I have been wrestling with an issue with our Internet firewall recently, and the culmination of troubleshooting efforts boiled down to a simple fact: a module inside the firewall would have to be rebooted. This ends up being a big deal because while our firewall is rebooting, network traffic cannot pass thru it, effectively isolating WSU until the firewall properly initializes again.
While this is a minor annoyance when we have to do this at home with our Cable/DSL Modems, it has the potential of being something very nasty at an institution as large as Wayne State University. That is all time that off-site students cannot access their Blackboard sessions, faculty cannot collaborate with other Universities, and prospective students cannot browse our webpages looking for that perfect program to enroll in.
Thankfully, in working with the Network Engineering group, the Information Security Office has multiple redundant systems setup for exactly this purpose. With a few keystrokes, the Internet traffic was instantly rerouted thru our secondary Internet firewall, picking up the 161,000 network connections with ease. Now that our troublesome firewall was “out of the loop”, we were able to run the diagnostic commands to restart certain modules without causing a moment of downtime.

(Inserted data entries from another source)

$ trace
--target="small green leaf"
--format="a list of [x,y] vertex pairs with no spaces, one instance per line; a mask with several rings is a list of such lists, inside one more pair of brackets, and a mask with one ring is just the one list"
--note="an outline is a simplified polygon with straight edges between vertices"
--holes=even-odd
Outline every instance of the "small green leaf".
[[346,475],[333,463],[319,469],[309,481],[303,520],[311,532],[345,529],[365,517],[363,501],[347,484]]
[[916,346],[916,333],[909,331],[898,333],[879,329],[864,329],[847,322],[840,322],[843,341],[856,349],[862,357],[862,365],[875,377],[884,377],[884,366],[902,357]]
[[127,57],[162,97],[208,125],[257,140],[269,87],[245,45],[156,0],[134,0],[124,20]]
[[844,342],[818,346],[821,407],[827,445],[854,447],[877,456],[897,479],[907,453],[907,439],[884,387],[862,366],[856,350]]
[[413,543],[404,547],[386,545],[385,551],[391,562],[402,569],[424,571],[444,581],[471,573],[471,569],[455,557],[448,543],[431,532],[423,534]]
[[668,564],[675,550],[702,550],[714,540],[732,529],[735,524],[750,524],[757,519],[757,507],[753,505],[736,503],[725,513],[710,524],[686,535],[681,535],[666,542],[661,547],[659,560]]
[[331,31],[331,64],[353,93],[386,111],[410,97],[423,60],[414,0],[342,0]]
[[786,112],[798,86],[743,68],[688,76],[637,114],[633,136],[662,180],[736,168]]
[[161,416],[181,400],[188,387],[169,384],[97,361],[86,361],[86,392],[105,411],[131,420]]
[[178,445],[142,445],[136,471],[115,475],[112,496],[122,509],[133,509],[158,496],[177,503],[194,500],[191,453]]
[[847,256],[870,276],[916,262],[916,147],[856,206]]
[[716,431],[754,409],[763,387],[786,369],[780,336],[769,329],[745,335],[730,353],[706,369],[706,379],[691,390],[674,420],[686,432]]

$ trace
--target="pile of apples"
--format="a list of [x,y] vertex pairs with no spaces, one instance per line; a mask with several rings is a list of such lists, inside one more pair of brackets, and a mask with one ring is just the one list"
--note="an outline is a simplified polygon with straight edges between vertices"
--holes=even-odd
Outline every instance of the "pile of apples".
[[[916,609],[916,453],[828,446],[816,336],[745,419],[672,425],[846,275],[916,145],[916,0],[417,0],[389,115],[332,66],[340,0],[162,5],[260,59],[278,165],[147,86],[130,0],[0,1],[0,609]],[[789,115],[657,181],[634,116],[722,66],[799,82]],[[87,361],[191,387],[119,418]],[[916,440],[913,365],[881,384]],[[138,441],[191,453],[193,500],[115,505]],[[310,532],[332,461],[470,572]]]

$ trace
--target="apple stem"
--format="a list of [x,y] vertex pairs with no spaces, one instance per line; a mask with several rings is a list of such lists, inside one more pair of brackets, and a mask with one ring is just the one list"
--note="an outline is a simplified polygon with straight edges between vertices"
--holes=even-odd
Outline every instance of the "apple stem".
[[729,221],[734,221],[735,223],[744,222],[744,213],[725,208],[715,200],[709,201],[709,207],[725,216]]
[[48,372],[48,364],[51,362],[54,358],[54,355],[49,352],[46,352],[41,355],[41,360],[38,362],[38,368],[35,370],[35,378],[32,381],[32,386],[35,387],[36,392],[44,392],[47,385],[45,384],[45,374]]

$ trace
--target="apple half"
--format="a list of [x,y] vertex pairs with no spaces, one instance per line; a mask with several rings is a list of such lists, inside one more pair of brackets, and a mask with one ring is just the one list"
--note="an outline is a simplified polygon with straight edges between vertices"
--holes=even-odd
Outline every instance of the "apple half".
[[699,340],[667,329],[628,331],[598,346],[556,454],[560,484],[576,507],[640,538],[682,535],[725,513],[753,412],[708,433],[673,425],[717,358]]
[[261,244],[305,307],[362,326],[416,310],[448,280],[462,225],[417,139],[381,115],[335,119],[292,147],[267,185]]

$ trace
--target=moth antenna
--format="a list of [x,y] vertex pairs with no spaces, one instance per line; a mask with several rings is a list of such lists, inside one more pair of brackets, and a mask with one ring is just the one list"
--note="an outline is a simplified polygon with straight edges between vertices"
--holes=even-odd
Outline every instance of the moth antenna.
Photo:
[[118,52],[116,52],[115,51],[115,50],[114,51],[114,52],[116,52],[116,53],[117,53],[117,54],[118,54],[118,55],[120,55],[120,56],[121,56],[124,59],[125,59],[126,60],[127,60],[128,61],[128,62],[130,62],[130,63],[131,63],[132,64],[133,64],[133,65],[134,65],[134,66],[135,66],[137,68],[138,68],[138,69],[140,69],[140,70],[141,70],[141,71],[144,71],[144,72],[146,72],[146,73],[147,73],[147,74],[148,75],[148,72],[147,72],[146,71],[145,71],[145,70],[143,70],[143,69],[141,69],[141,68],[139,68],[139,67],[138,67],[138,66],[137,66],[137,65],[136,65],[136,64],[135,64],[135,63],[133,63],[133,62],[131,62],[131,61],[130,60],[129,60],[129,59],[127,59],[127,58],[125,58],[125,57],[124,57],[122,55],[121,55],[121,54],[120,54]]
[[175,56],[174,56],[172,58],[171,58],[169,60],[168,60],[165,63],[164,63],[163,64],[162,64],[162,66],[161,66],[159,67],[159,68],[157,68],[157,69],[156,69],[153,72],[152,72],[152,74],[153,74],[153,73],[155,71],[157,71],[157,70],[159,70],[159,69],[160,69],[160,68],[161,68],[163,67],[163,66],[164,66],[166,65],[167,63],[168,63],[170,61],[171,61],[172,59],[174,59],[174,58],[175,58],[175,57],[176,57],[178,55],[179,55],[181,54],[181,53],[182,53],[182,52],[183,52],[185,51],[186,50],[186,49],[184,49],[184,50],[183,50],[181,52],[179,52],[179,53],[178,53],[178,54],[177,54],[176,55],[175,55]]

This, in turn, helped resolve several production issues that have been growing over the past few weeks.
Exercises like this should be a reminder on how important it is to build redundancy in the systems that we create. While the above was a controlled event, it as just as important to be ready in the case of an unexpected failure, such as a power supply failing or a backhoe digging up your fiber connection. When dealing with large enterprise systems (including our Internet backbone), effective redundancy, Disaster Recovery, and Business Continuity Planning must be built into your methods and practices. Without these things, it will be impossible to deliver the quality of services that our consumers live to expect!